Künftiger US-Präsident: Die Nebenregierung des Donald Trump

„Es gibt immer nur einen Präsidenten“, heißt eine Grundregel in Washington. Trump hat sie außer Kraft gesetzt. Nicht nur in der Israel-Politik.

Sean Spicer kennt seinen Chef: „Er ist keiner, der sich zurücklehnt und abwartet“, sagte der künftige Sprecher des Weißen Hauses in Washington kürzlich über den künftigen Präsidenten Donald Trump. Auf CNN war Spicer zu den Kommentaren Trumps zum Nahost-Konflikt gefragt worden. „Er wollte gehört werden“, sagte Spicer. Zumindest das ist Trump gelungen: Er mag es nicht, dass der scheidende Amtsinhaber Barack Obama im Nahen Osten noch ein paar Pflöcke einschlagen will, bevor er geht. Die zunächst so harmonische Stabübergabe von Obama an Trump wird so zu einer zunehmend bitteren Auseinandersetzung.

„Es gibt immer nur einen Präsidenten“, heißt eine der Grundregeln in Washington. Demnach hält sich der frisch gewählte Präsident zurück, bis er den Amtseid ablegt. Trump hat diese Grundregel außer Kraft gesetzt. Er knüpft Kontakte zu Taiwan und stellt damit die von Obama und anderen westlichen Spitzenpolitikern verfolgte Ein-China-Politik in Frage; er mischt sich mit Gesprächen über Standortentscheidungen von Firmen in die Wirtschaftspolitik ein; er beschwert sich öffentlich über Preise des Flugzeugherstellers Boeing für ein neues Präsidentenflugzeug.

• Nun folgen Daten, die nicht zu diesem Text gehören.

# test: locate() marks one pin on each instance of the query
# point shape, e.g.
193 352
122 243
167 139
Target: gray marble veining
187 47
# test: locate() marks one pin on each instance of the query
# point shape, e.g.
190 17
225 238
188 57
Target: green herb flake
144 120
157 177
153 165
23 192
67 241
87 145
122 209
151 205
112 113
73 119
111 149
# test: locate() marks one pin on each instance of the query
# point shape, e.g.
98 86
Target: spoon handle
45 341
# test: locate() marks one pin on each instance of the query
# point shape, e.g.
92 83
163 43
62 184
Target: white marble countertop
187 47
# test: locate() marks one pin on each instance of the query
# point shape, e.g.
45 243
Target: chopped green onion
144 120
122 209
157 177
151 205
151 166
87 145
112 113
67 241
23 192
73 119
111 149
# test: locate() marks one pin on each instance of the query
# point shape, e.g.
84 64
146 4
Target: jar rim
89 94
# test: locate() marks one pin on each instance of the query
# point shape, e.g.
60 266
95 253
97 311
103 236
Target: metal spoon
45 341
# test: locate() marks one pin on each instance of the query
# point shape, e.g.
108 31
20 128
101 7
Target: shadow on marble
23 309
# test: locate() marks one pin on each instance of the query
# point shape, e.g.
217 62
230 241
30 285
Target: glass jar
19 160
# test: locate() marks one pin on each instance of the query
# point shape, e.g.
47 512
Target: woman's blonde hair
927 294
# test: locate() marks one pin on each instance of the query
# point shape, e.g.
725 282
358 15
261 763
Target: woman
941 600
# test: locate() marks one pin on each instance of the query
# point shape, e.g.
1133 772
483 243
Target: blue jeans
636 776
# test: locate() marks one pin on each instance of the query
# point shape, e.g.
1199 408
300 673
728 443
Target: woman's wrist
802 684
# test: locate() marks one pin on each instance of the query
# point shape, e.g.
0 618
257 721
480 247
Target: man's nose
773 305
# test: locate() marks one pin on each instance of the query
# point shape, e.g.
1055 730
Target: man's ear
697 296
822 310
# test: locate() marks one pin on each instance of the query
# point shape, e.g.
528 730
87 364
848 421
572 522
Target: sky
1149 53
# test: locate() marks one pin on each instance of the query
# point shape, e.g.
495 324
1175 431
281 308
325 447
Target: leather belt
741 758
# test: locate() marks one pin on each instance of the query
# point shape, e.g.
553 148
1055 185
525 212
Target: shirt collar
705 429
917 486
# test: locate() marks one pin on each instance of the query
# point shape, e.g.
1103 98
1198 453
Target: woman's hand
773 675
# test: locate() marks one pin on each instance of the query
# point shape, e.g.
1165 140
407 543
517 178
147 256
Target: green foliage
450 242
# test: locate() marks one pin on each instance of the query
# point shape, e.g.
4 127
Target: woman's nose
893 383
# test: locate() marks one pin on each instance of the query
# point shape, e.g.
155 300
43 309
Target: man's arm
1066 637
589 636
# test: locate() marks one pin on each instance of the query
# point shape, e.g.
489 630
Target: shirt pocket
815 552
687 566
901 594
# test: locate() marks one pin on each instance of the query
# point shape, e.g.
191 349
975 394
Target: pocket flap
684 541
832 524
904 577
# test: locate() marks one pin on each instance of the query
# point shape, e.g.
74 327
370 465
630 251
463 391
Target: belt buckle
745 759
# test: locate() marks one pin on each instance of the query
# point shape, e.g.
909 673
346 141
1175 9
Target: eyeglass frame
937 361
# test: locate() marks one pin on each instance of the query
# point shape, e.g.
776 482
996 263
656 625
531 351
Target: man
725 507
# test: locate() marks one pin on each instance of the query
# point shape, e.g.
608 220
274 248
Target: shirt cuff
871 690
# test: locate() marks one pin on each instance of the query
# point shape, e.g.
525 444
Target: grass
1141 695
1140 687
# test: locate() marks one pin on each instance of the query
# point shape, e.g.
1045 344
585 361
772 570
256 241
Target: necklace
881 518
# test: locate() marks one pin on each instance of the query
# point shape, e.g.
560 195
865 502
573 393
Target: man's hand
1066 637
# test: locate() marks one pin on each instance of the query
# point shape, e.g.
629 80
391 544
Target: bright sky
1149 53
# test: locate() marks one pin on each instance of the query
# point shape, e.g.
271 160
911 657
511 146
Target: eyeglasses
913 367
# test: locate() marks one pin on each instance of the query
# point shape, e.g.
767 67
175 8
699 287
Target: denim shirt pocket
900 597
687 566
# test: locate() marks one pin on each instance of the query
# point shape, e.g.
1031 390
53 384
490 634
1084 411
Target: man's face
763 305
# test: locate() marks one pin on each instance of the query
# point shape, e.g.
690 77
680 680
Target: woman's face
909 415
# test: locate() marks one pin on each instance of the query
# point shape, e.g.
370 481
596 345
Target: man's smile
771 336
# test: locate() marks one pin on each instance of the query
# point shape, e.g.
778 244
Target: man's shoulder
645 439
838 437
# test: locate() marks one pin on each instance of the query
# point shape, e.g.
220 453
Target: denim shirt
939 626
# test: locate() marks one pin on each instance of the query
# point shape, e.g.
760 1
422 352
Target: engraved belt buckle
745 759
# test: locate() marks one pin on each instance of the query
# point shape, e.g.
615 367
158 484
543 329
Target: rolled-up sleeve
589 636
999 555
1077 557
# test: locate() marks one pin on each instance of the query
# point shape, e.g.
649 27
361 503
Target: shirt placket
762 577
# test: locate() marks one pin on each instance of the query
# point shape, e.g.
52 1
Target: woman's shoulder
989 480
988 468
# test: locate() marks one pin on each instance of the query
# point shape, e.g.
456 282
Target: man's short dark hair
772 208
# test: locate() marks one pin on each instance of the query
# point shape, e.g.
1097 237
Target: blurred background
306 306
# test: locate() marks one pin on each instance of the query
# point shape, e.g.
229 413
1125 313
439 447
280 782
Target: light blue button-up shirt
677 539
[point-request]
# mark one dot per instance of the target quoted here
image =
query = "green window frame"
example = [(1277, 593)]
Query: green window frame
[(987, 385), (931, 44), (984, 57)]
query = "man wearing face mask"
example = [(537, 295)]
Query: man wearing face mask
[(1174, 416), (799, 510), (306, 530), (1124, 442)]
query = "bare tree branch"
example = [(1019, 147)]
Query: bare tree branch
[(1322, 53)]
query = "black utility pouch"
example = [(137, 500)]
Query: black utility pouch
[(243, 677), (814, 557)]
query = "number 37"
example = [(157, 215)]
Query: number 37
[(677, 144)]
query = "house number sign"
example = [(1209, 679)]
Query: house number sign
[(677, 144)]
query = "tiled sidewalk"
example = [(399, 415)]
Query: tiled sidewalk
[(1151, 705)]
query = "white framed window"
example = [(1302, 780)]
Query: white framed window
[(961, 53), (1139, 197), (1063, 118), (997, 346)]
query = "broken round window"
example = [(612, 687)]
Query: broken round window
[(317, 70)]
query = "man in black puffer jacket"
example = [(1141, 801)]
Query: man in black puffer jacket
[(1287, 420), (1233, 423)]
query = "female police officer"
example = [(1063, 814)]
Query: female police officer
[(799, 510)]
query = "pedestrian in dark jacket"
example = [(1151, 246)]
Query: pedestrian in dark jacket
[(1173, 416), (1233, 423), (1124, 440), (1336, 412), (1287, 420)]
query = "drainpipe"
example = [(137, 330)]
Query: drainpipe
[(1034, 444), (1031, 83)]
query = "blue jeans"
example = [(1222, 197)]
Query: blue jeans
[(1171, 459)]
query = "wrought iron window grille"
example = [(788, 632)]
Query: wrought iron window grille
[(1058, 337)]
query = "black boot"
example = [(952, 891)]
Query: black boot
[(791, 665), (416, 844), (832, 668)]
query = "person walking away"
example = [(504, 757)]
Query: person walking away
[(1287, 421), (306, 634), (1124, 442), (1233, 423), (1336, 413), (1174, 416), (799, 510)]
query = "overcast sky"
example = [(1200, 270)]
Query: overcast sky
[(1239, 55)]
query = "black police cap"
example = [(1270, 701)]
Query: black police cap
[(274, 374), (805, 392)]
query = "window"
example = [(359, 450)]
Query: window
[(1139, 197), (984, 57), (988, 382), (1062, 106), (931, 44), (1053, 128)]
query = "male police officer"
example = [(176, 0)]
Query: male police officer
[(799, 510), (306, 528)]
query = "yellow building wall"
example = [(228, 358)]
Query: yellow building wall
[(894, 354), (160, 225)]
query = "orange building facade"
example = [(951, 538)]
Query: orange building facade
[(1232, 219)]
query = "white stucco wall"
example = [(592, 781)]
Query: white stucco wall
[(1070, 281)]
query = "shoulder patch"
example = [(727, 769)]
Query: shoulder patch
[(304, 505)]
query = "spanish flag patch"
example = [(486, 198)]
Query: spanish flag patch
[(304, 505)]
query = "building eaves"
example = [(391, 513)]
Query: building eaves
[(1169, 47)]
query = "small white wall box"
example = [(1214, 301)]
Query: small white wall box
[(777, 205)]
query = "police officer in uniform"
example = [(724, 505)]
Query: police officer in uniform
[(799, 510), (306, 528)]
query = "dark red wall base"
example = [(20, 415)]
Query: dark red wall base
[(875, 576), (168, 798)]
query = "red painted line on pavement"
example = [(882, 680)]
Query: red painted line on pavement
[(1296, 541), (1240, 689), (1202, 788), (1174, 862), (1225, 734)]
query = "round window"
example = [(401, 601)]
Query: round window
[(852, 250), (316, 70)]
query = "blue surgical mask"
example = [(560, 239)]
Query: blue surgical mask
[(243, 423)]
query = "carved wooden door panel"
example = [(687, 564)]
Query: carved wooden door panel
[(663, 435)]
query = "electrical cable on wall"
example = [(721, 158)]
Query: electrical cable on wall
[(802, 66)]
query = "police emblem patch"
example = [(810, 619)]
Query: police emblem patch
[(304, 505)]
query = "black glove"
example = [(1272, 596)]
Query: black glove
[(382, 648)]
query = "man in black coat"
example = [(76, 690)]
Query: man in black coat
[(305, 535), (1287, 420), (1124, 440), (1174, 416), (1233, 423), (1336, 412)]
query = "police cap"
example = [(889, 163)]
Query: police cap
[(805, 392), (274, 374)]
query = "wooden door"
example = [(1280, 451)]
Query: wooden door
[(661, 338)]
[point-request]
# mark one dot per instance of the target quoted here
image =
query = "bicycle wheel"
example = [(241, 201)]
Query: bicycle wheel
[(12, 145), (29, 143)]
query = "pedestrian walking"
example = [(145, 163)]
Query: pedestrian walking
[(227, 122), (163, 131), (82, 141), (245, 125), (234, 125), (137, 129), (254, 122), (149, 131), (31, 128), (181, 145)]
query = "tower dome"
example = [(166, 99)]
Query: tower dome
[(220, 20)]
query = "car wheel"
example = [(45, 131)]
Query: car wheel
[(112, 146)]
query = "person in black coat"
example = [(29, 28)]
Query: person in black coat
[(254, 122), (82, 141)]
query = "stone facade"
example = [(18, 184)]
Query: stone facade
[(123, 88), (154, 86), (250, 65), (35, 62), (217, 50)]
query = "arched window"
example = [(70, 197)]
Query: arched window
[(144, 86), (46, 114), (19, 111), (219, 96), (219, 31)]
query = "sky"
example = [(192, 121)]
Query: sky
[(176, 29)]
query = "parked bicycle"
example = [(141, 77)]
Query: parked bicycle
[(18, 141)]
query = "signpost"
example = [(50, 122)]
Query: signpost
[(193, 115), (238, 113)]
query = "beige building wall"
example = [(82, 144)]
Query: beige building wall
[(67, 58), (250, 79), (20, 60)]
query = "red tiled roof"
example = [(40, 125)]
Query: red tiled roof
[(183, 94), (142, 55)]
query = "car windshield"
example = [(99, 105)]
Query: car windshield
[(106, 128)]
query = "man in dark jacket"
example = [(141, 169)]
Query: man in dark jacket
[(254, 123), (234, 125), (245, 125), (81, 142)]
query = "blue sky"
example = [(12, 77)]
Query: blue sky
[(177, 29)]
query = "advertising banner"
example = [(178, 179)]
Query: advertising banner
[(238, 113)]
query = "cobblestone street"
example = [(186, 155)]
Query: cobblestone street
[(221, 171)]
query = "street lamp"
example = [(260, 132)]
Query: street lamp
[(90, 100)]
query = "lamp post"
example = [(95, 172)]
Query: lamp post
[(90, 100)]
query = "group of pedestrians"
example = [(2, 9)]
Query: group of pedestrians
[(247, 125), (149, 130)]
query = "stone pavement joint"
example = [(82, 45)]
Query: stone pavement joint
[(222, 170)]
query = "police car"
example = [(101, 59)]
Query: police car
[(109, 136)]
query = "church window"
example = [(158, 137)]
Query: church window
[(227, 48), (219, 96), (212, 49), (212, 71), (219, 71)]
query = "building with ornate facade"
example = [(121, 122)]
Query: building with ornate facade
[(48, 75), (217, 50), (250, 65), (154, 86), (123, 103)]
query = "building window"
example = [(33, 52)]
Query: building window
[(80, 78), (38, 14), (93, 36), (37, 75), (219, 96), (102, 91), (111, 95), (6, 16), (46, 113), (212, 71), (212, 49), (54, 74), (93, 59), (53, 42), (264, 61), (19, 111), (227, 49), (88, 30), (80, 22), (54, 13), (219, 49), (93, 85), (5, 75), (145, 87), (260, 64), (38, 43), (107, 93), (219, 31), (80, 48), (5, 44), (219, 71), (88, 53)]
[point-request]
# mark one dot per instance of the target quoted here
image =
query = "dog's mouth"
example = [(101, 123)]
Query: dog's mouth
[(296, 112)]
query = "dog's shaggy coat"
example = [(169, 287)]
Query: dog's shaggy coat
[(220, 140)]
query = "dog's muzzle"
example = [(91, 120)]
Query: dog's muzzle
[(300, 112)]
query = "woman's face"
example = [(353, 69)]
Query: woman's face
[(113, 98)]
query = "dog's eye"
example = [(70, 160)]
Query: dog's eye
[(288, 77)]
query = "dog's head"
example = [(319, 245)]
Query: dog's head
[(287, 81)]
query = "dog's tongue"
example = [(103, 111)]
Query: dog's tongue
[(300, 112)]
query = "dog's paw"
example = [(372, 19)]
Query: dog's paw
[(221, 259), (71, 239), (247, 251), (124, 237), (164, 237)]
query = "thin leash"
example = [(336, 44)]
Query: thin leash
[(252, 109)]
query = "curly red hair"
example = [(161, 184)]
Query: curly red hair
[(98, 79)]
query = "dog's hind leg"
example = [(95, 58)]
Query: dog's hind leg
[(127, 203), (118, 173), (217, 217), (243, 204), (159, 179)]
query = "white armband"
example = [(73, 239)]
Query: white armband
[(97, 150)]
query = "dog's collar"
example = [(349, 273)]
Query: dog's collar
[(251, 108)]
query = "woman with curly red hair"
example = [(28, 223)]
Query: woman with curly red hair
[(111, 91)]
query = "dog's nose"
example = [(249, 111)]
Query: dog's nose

Obama ließ das meiste davon unkommentiert und wählte seine Antwort mit Bedacht. Schon seit Monaten wurde in Washington darüber spekuliert, dass der scheidende Präsident mit Hilfe der UN im Nahost-Konflikt eine Richtungsentscheidung durchsetzen könnte, die Israel in die Defensive bringen würde. Ganz zu Beginn seiner Amtszeit hatte Obama versucht, im Konflikt zwischen Israelis und Palästinensern zu vermitteln, war damals aber an der israelischen Siedlungspolitik gescheitert – so sehen es jedenfalls der scheidende Präsident und sein Außenminister John Kerry.

Ohne Beispiel

Während sich das Verhältnis zwischen Obama und dem israelischen Ministerpräsidenten Benjamin Netanjahu immer mehr verschlechterte, konzentrierten sich die USA auf den Arabischen Frühling und den Syrien-Krieg. Nun, kurz vor Trumps Amtseid am 20. Januar, setzt Obama ein Zeichen. Vorige Woche verzichtete er auf das Veto der USA gegen eine UN-Resolution, die Israels Siedlungspolitik kritisierte. Am Mittwoch schob er über eine Grundsatzrede von Kerry eine Warnung an Israel nach: Ohne eine Zweistaaten-Lösung mit einer gegenseitigen Anerkennung von Israel und Palästina werde der jüdische Staat niemals dauerhaften Frieden finden.

In der traditionellen Partnerschaft zwischen den USA und Israel war diese offene Kritik aus Washington ohne Beispiel. Wütend ließ Netanjahu die Botschafter der an der UN-Entscheidung beteiligten Länder einbestellten – auch den Vertreter der USA – und attackierte Kerrys Rede mit den Worten, sein Land brauche keinen politischen Nachhilfeunterricht. Im Übrigen freue er sich auf die Zusammenarbeit mit Trump.

Der designierte Präsident riet Netanjahu unterdessen, er solle Obamas Manöver einfach ignorieren. Der 20. Januar komme immer näher, erklärte Trump: Israel solle bis dahin durchhalten. Trump hat einen ausgesprochen pro-israelischen Kurs angekündigt und will unter anderem die US-Botschaft in Israel von Tel Aviv nach Jerusalem verlegen lassen, was einer Anerkennung israelischer Ansprüche auf die Stadt gleichkäme. Damit hat der Kleinkrieg zwischen Obama und Trumps Nebenregierung einen neuen Höhepunkt erreicht. Am Ende sitze Trump aber am längeren Hebel, analysierte die „New York Times“: Der neue Präsident muss nur noch bis zum 20. Januar abwarten, um Obamas Forderung nach israelischen Zugeständnissen in den Mülleimer werfen.